I love Kelley Armstrong. Her A Rip Through Time series is one of my favourites and her latest rom-com (yes, she wrote a rom-com) Finding Mr. Write is one of my best reads of the year so far. I know she writes a lot of dark stories (sometimes clearly in the realm of horror, sometimes more in the paranormal) and though horror is usually not my jam, I really wanted to give I’ll Be Waiting a chance, because if I was going to love a horror story…it would be Armstrong’s.

Nicola Laughton never expected to see adulthood, being diagnosed with Cystic Fibrosis as a child. Then medical advances let her live into her thirties and she met Anton, who taught her to dream of a future… together. Months after they married, Anton died in a horrible car, but lived long enough to utter five words to her, “I’ll be waiting for you.”
That final private moment became public when someone from the crash scene took it to the press—the terminally ill woman holding her dying husband as he promised to wait for her on the other side. Worse, that person claimed it wasn’t Anton who said the words but his ghost, hovering over his body.
Since their story went public, Nicola has been hounded by spiritualists promising closure. In the hopes of stopping her downward spiral, friends and family find a reputable medium—a professor of parapsychology. For the séance, they rent the Lake Erie beach house that Anton’s family once owned.
The medium barely has time to begin his work before things start happening. Locked doors mysteriously open. Clouds of insects engulf the house. Nicola hears footsteps and voices and the creak of an old dumbwaiter…in an empty shaft. Throughout it all she’s haunted by nightmares of her past. Because, unbeknownst to the others, this isn’t her first time contacting the dead. And Nicola isn’t her real name.

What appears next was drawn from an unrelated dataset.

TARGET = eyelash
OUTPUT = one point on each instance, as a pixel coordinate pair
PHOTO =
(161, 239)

That’s when she finds the first body…

I have very much decided that horror is not my genre—even if it’s written by one of my favourite writers. So I’m not sure my review will really do justice to anyone who regularly reads the genre. That being said, I was very into the premise at the beginning…trying to figure out what the past events were, who Nicola really was and whether she’d actually get the closure she wanted with Anton.

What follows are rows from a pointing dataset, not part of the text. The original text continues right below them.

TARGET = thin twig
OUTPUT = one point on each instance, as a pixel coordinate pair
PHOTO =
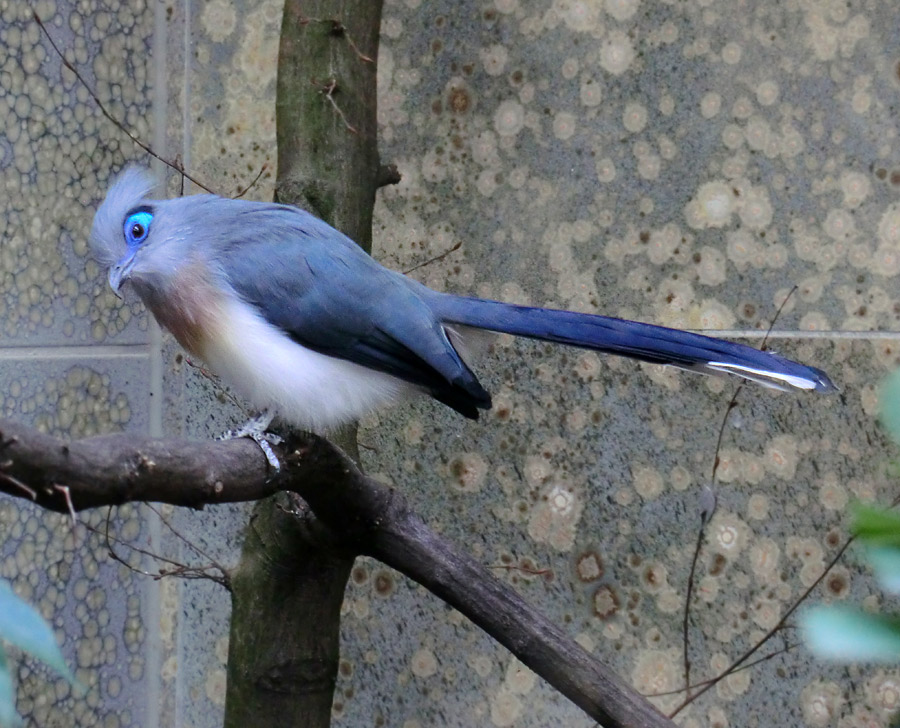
(435, 259)
(67, 494)
(178, 168)
(193, 546)
(338, 28)
(765, 658)
(685, 630)
(768, 635)
(327, 89)
(183, 571)
(244, 191)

Fast-forward to about three-quarters of the way through the book, and it not only started to get a little bit repetitive (with the seances and the things that were happening at night) but then the book went in this totally farfetched direction that kind of took me out of the story and was more gory than I needed it to be.
That being said, the writer was beautiful, Armstrong’s character development (as always) is spot-on and the tension is there. I think this genre is just not for me—and that’s not the writer’s fault.
3 STARS

“That’s why I let myself fall into this bullshit of trying to contact Anton. Because after what happened in that forest, I cannot shake the conviction that there is life after death.” —Kelley Armstrong, I’ll Be Waiting
Thank you to NetGalley and St. Martin’s Press for the advanced copy of the book in exchange for my honest review.